Appetite for short-term government debt remained low as investors were yet to fully return to the market, with only a slight improvement from end of last year when one auction had to be entirely cancelled.
The low appetite saw government debt issues undersubscribed across-the-board.
Results released by Central Bank of Kenya (CBK) for the Treasury bill auctions on Thursday show bids amounted to about half of the offered amount, with most investors opting out of the market in the latest Treasury bills auction.
Bids amounted to Sh6.2 billion while a total of Sh12 billion was being offered highlighting the low investor turn out.
“The subscription level for the T-bill remained low for the second week at 52 per cent.

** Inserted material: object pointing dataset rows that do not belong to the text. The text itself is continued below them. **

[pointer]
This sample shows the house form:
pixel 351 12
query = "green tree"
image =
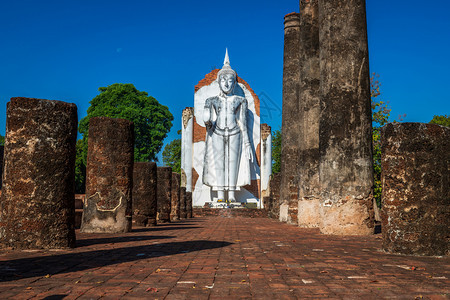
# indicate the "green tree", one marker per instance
pixel 276 151
pixel 380 117
pixel 443 120
pixel 172 155
pixel 152 121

I think it’s just the slow start to the year as investors are still reassessing their position factoring in the expectations for this year.
“Yields still remain relatively stable at the same level for almost two months, and the low participation cannot be attributed to yields,” said Cytonn investments manager Maurice Oduor.
“We should start seeing participation in the T-bills picking up given that liquidity levels remain high in the money markets.”
The CBK report indicated that the yield rates generally remained unchanged.
The central bank sold a 182-day Treasury bill, with yields dipping to 10.46 per cent from the previous 10.47 per cent.
The central bank received bids worth Sh2.41 billion, representing a 40.18 per cent subscription rate.
The 364-day auction was equally undersubscribed with the CBK receiving bids worth Sh3.85 billion representing a 64.16 per cent subscription rate.
READ: CBK cancels 364-day paper auction as investors stay off the market
In the previous auction the government was able to raise only Sh2.2 billion out of the targeted Sh16 billion in the primary Treasury bill auctions as investors kept off the market on Christmas break.
The central bank said the auction of the one-year T-bill was cancelled even though it did not offer further explanation.
Treasury bill auctions can be cancelled when investors fail to bid or when they demand yields that the government considers too high.
Uptake of the Treasury papers is expected to continue in the year as institutions, including pension funds run away from the equities that often perform badly during election years.
Last year, daily equity turnover fell to a two-year low as local institutional investors hedged their bets.
The government is expected to continue borrowing from the domestic markets to finance its poll promises ahead of the General Election in August.